Often it is required to find the Longest Common Prefix (LCP) of $$2$$ suffixes. This can be done easily in $$O(log N)$$ time by using the array $$P$$. The following fact is used to find the $$LCP$$ of $$2$$ suffixes starting at indices $$i$$ and $$j$$: If P[x][i]==P[x][j], then first $$2^x$$ characters starting at indices $$i$$ and $$j$$ are same. Below is the pseudo code:
LCP(i,j): //returns the length of LCP of suffixes starting at indices i and j
if i==j:
return N-i+1
return_value=0
for x = step to 0:
if P[x][i]==P[x][j]:
return_value = return_value + POWER[x]
i = i + POWER[x]
j = j+ POWER[x]
return return_value
Now coming to the original problem, to find the longest sub string that occurs at least $$M$$ times.
First build the suffix array of string $$S$$. If in the sorted array of suffixes, the $$LCP$$ of $$2$$ suffixes is $$K$$, then the prefix of length $$K$$ of all suffixes between these $$2$$ suffixes is same. Let index of these $$2$$ suffixes be $$i$$ and $$j$$ $$(i<j)$$, then a sub string of length $$K$$ repeats $$(j-i+1)$$ times.

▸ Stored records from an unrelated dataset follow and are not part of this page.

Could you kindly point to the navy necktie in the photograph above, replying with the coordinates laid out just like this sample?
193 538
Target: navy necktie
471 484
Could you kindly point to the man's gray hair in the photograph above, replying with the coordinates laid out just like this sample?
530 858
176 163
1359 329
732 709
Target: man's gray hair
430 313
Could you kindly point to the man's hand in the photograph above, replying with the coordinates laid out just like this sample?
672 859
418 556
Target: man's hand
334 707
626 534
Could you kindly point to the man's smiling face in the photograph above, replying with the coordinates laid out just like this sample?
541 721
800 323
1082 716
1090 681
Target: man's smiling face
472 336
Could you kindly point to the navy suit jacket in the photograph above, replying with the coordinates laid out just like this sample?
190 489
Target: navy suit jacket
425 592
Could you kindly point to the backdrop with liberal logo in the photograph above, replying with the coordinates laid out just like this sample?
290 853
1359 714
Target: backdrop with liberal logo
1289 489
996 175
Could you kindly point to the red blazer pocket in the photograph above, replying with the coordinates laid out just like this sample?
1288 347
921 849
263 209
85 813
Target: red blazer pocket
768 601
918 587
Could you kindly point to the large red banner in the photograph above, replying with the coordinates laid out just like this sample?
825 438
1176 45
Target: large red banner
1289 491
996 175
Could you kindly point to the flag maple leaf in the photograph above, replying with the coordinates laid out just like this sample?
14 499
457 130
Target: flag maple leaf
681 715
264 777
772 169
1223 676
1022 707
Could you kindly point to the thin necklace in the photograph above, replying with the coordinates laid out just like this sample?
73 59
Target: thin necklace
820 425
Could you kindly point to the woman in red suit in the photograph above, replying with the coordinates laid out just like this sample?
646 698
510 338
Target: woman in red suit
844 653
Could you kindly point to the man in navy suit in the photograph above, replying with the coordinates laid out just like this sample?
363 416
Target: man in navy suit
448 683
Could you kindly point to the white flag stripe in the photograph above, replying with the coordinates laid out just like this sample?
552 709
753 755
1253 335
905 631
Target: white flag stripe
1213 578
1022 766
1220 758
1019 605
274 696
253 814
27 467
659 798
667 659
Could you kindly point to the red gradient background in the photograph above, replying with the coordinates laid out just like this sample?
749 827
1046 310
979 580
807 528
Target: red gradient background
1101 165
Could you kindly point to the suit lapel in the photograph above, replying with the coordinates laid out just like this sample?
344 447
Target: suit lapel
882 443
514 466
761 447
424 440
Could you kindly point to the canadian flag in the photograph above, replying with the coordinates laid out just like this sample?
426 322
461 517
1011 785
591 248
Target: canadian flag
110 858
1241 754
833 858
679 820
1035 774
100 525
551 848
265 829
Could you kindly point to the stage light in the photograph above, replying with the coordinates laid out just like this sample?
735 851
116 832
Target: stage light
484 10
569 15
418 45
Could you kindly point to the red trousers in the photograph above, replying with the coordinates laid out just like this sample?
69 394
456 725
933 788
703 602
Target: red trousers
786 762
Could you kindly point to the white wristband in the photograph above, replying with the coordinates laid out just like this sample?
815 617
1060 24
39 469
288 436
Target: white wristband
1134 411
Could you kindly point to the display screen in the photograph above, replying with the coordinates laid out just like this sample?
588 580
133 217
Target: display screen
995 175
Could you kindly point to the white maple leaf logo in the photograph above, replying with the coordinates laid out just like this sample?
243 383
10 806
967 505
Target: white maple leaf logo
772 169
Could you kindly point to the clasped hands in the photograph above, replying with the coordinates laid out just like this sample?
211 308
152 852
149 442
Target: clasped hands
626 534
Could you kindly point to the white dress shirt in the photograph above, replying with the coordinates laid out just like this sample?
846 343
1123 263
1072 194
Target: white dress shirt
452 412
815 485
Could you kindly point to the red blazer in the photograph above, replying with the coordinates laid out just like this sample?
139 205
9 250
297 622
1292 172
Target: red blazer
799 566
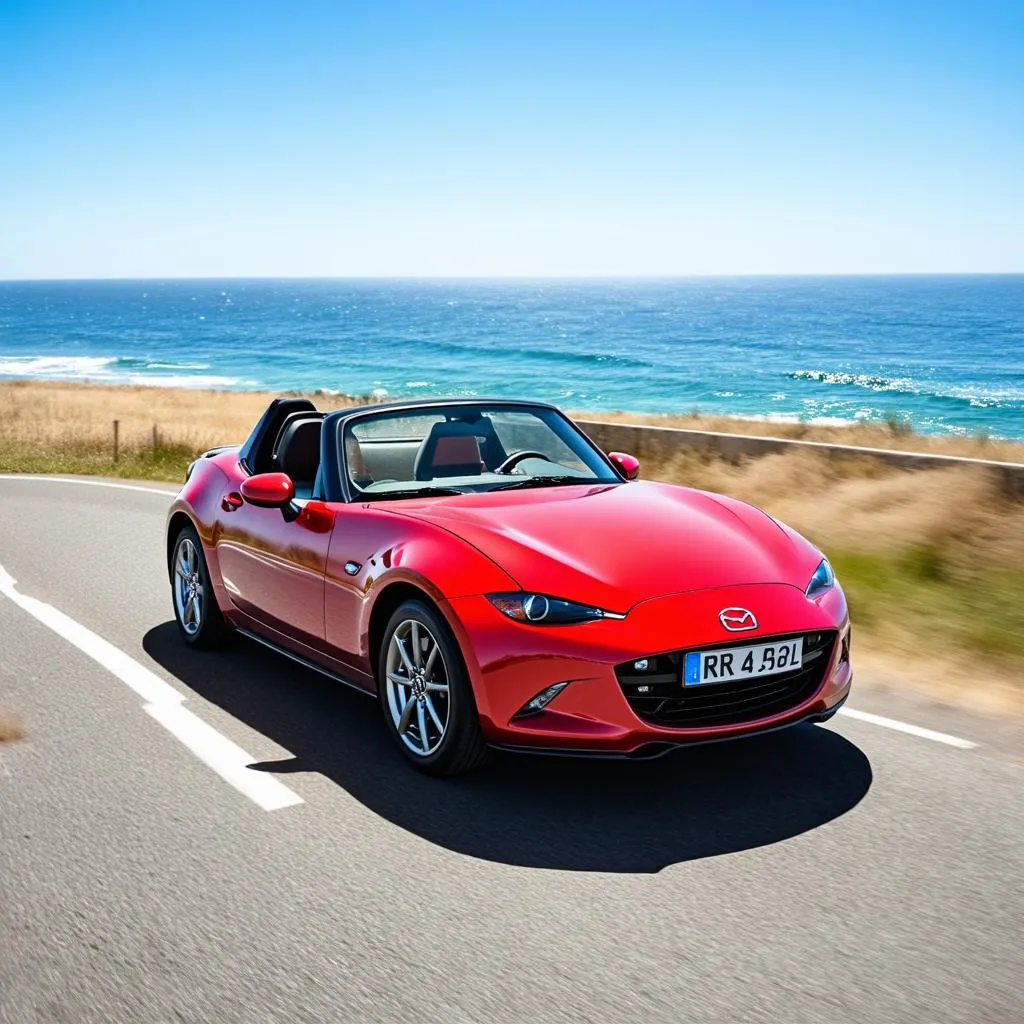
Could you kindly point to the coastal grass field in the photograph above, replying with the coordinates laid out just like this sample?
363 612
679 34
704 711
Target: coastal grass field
932 560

To find the solution to motivation problem, one can iterate through all the suffixes in sorted order from $$0$$ to $$(N-M+1)$$, and find the $$LCP$$ of current suffix and suffix at index $$(M-1)$$ greater than it. This $$LCP$$ will repeat at least $$M$$ times, and the maximum of all these $$LCPs$$ can be taken. Time complexity: $$O(N (log N)^2)$$.
Pseudo code:
build Suffix Array
for i = 1 to (N-M+1):
ans=max(ans, LCP(SA[i],SA[i+M-1]))